RV infection of human tracheal submucosal gland cells. Exposing confluent human tracheal submucosal gland cell monolayers to RV14 (105 TCID50 units/ml) consistently led to infection. Collection of culture medium at differing times after viral exposure revealed no detectable virus 1 h after infection. RV14 was detected in culture medium 8 h after infection, and the viral content progressively increased between 8 and 24 h after infection (Fig. 2). Evidence of continuous viral production was obtained by demonstrating that the viral titers in supernatants collected for 1-3, 3-5, and 5-7 days after infection each contained significant levels of RV14 (Fig. 2).
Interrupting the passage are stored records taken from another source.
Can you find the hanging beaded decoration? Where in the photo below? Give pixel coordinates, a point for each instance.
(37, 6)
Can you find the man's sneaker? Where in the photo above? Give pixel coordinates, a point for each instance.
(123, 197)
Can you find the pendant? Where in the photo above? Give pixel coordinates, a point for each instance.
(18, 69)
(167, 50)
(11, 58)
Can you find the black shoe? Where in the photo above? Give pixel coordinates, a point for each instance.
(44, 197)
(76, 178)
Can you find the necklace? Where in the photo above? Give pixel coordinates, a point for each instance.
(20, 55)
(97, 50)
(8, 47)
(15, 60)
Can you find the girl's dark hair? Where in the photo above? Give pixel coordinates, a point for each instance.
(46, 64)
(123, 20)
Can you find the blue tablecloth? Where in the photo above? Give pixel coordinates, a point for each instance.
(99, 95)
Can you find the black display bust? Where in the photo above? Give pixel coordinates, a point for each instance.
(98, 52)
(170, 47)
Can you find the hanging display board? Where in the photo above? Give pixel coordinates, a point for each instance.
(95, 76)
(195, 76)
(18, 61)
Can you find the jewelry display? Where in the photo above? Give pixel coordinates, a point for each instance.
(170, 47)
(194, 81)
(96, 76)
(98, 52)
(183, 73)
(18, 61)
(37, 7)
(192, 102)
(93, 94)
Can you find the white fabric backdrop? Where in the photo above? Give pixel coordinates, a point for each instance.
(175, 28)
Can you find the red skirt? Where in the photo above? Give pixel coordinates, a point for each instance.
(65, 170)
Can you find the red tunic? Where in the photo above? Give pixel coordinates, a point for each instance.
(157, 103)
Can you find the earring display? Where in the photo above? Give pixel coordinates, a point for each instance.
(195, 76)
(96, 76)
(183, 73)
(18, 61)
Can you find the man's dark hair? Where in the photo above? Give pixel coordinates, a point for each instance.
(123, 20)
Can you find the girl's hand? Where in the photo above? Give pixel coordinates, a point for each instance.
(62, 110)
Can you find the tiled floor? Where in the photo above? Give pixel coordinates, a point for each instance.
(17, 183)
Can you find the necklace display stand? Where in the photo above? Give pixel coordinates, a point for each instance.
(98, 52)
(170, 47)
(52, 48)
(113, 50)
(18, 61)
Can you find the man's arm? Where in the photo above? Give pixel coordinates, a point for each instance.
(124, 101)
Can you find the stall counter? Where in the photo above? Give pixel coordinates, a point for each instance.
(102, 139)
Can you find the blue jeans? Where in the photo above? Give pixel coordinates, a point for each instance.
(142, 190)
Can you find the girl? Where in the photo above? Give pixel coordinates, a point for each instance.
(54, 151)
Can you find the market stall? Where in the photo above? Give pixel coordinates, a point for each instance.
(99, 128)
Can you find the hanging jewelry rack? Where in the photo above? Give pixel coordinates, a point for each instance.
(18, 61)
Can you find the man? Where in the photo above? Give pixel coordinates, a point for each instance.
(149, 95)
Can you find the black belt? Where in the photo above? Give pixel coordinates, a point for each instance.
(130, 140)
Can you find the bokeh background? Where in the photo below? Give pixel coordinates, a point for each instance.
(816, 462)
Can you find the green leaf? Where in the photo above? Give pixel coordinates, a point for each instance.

Analysis of the levels of cell-associated virus (the virus detectable in sonicates of the human tracheal submucosal gland cells) followed a similar time course to that observed in the medium (Fig. 2). In both cell supernatants and lysates, viral titer levels increased significantly with time (P < 0.05 in each case by ANOVA). Human tracheal submucosal gland cell viability as assessed by the exclusion of trypan blue was consistently >96% in RV14-infected cultures. Likewise, RV14 infection did not alter the amount of lactate dehydrogenase in the supernatants (31 ± 3 IU/l before vs. 34 ± 3 IU/l 5 days after infection; P > 0.20; n = 7). RV14 infection also had no effect on cell numbers. Cell counts 24 h after infection were not significantly different (6.0 ± 0.4 × 105 in noninfected cells vs. 6.0 ± 0.3 × 105 in infected cells; P > 0.50; n = 7).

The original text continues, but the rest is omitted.